О, скоро Север ее совсем проглотит, – и ее и все великолепные памятники золотой поры Средиземноморья! Ибо ему, Северу, предстоит принять власть, и землю уже метит жесткий знак его сатанинской морали; прямоугольная форма, куб, суровость, машина, снаружи четкая гримаса и туманная расплывчатость внутри, казарма тысячи видов, бесстрастное убийство, высокие свершения от душевной пустоты, порочность от половой холодности, пьяный разгул и разнузданность мысли, американская сутолока бессмысленно одиноких, безысходная печаль тех, кто обречен сеять хлеб на льду и петь без голоса. Он еще только вступает в тысячелетие варварства, северный Люцифер, а уже отравил все умы.

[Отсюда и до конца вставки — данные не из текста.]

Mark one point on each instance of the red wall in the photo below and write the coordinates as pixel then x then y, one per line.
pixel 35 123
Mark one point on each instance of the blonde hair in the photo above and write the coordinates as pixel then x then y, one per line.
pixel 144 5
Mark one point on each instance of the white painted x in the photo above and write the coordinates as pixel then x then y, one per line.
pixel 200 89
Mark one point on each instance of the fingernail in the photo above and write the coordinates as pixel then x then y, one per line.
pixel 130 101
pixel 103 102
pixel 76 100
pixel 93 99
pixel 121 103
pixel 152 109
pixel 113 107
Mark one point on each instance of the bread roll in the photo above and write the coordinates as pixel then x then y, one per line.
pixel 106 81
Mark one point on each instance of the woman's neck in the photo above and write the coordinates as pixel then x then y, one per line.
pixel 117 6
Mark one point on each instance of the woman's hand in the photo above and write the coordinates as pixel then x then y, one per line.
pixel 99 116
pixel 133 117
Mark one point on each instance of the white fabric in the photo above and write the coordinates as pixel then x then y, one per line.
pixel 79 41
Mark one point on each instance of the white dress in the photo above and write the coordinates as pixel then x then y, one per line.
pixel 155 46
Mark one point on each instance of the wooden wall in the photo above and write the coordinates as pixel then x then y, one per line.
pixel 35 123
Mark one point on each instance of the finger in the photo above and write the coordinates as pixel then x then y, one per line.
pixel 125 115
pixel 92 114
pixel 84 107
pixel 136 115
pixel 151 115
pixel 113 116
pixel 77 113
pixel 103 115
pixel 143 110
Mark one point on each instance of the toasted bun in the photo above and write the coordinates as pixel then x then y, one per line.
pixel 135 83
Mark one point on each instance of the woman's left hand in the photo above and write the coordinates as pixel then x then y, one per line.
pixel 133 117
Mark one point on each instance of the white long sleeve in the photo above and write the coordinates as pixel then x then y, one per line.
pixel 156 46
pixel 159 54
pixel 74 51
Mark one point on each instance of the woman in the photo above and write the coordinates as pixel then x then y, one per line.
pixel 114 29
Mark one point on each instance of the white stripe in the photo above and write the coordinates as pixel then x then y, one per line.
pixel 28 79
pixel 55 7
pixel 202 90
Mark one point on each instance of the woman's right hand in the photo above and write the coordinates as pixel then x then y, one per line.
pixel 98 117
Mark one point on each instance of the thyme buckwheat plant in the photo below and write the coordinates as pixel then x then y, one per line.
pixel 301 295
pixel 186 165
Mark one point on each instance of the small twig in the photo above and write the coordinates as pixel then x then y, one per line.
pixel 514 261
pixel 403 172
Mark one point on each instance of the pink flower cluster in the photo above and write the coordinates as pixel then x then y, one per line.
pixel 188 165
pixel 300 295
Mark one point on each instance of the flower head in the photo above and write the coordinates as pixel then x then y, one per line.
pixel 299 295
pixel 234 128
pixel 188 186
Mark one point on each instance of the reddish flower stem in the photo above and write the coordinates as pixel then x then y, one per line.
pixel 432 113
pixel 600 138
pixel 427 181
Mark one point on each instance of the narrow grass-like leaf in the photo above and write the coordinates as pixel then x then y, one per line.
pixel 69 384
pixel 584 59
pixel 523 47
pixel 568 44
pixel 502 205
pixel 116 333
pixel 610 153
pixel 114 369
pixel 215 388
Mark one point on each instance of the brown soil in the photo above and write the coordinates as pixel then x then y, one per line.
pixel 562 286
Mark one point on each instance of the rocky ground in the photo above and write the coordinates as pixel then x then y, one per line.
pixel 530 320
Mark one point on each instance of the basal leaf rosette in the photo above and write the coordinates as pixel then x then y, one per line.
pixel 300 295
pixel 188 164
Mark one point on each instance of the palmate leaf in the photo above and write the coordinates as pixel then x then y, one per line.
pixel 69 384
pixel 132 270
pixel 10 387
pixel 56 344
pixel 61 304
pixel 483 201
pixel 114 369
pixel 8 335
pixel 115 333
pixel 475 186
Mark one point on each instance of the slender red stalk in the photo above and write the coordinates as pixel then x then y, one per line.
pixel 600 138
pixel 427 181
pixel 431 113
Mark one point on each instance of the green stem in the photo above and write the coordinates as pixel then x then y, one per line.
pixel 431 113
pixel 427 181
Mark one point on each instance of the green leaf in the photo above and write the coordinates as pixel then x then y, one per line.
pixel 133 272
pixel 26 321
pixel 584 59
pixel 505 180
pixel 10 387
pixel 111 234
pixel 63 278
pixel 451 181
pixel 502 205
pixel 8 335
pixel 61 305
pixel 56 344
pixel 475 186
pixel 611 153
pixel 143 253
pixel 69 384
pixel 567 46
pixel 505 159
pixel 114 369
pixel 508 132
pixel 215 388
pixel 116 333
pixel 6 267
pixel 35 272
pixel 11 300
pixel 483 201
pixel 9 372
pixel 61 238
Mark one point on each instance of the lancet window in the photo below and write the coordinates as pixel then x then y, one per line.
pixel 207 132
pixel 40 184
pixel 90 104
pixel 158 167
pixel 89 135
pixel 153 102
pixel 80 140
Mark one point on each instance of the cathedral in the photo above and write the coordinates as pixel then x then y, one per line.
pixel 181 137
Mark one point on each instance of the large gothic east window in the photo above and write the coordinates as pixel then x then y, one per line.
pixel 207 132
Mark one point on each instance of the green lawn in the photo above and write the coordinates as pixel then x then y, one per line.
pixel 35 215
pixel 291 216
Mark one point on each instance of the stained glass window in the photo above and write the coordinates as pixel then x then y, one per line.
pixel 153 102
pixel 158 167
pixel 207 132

Осмеянные, утратившие цену, сами себя застыдились ветреные добродетели солнечного Юга: возведенная в дворянство косность, спокойное самодовольство среди преизбытка, упоенный поцелуй без раскаяния, без побочных мыслей, кипучий жар в крови и внезапный холод, каждодневное пиршество, нерассуждающий удар кинжала, быстрая война в реянии знамен, которая к вечеру мирит врагов за круговою чашей, искусство пения, передаваемое из рода в род, чтоб ни на час не смолкала песнь хвалы, священная сладостная симметрия. Звезда ваша надолго закатилась. Живите во славу, умрите во славу!
Любовники молча сидели рядом на скамье у форштевня. Дворец, Пьяцетта, Кампанила и вид на Канал встречали их безрадостным приветом. У Сан Тома они сошли. Перед церковью Фрари, как тысячу раз до того, они остановились, прощаясь.
– Поклянись мне, Итало, что ты исполнишь мое желание!
– Если это то, что я читаю на твоем лице, я не стану клясться.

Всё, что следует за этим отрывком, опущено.